Yeah. IND is already cleared. So we're in the process of initiating our first site, and our first patient planned dosing in Q1. We're in the process of expanding our regulatory authority approvals to proceed in other countries that will be meaningful. And the initial data set that you can expect to see here is a 12-patient sentinel safety cohort split where three patients treated at each of the four doses. There is a DLT window as we escalate between each of them. It's a 30-day window. What's meaningful is that that's data, particularly starting in the first half of the year that we'll start to see is are each of these doses safe during this DLT window for these kids and well tolerated.

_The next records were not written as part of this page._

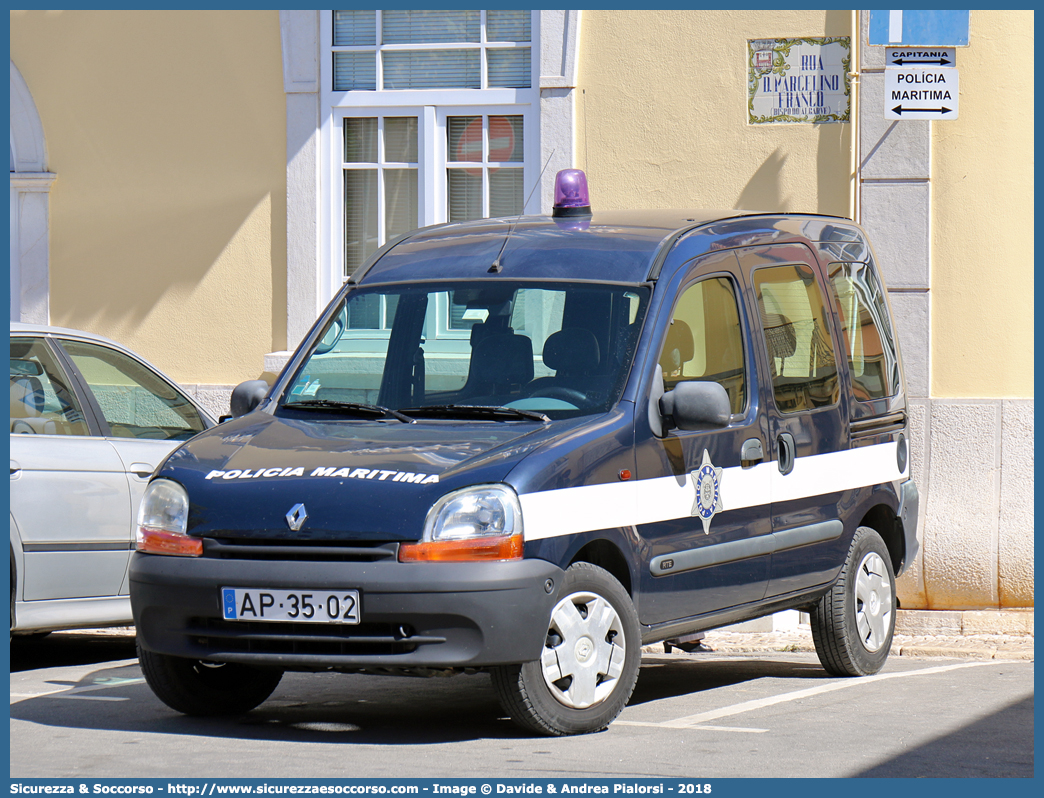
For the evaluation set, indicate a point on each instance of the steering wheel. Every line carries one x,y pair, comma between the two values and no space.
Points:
570,395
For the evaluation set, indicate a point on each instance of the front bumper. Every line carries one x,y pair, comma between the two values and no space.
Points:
431,615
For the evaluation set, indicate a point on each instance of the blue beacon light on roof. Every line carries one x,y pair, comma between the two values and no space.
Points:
571,195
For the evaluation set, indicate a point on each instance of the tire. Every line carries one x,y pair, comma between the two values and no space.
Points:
853,624
194,686
589,664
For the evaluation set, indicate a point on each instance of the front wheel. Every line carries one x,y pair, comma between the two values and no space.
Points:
853,624
199,687
589,664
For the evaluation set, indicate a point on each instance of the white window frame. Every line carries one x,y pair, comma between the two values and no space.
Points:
430,107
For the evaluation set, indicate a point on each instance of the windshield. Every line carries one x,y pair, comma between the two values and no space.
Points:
556,349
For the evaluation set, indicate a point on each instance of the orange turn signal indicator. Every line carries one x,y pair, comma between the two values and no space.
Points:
160,542
474,549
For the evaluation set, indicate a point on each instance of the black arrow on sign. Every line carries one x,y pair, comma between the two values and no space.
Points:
899,110
941,62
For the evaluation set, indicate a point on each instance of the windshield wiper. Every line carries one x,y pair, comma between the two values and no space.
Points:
333,404
476,412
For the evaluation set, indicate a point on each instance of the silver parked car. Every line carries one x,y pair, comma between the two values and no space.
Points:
90,421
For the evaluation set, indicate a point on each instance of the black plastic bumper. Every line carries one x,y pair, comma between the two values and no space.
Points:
909,501
434,615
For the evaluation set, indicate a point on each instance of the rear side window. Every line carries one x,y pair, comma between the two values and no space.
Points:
870,345
801,353
41,401
134,400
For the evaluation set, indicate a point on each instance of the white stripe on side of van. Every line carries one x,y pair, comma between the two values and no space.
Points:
569,511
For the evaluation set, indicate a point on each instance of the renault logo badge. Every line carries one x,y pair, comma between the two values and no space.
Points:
295,518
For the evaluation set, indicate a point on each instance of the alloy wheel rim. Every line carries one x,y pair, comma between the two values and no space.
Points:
873,602
583,658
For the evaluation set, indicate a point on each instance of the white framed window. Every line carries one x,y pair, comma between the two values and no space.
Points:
426,117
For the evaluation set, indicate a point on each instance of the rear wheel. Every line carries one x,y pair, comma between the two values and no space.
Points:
853,624
589,664
195,686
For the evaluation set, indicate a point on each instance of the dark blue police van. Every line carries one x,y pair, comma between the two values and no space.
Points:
531,446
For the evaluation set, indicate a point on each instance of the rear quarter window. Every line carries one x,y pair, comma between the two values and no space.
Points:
870,344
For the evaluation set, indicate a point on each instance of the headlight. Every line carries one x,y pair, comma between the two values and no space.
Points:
163,520
482,522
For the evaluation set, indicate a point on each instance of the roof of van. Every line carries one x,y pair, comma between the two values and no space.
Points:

we have a 30-day window between each of these dose escalations, so you're really sort of four months from first patient to the soonest you can have all these doses cleared, and then six months to AHV across all of the patients from there, so these data will read through pretty quickly. This will allow us to look at a dose response analysis in AHV. That's what we'll see with the target of exceeding the 7 centimeters per year six-month AHV that others have seen, and that's, I think, the first meaningful sign of efficacy that we're starting to achieve the target that we want, and it'll come relatively quickly with this first 12 patients, but we'll be filling in cohorts one and two, additional patients at the key doses to just build out that efficacy for future readouts as well.

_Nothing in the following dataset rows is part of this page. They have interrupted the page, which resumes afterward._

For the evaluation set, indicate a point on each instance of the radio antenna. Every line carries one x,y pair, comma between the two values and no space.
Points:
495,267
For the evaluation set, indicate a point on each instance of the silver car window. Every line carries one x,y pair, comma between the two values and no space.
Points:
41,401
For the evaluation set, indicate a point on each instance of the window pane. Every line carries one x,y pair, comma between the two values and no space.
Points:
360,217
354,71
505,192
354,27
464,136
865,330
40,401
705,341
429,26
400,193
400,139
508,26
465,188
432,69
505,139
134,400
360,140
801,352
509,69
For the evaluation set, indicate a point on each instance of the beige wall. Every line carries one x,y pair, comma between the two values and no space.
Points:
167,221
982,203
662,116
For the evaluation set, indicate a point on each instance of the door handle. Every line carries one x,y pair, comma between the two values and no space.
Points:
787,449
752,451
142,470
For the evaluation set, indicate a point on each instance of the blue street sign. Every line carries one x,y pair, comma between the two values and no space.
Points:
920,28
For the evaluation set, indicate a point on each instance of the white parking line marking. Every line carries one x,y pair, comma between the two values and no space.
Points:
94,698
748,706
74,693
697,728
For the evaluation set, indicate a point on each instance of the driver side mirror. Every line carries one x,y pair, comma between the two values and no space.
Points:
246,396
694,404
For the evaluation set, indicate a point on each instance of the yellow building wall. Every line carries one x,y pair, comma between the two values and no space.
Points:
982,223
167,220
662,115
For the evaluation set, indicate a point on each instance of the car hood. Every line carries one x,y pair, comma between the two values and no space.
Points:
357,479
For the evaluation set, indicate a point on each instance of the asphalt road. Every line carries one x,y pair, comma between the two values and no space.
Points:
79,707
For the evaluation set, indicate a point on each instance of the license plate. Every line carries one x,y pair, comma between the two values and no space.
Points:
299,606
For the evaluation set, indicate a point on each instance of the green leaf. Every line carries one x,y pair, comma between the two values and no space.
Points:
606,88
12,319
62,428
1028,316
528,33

And then, same question, I guess, on NMIBC in terms of the cadence for the data for next year?
Yeah. So I think surprisingly, just because of the endpoints, we've committed to an IND submission before the end of the year that would get us into a study next year with a three-month CR rate as being the initial data readout that combined with safety. So that actually gets us pretty quickly into data in NMIBC potentially before other indications. And then, of course, we've got the metastatic we continue to enroll in. So you've got three phase 2s, staggered data points on safety and efficacy coming out beginning next year and then moving very meaningfully beyond that as we proceed.
All right. Lots to look forward to.
Thank you.
We're out of time. Thank you very much.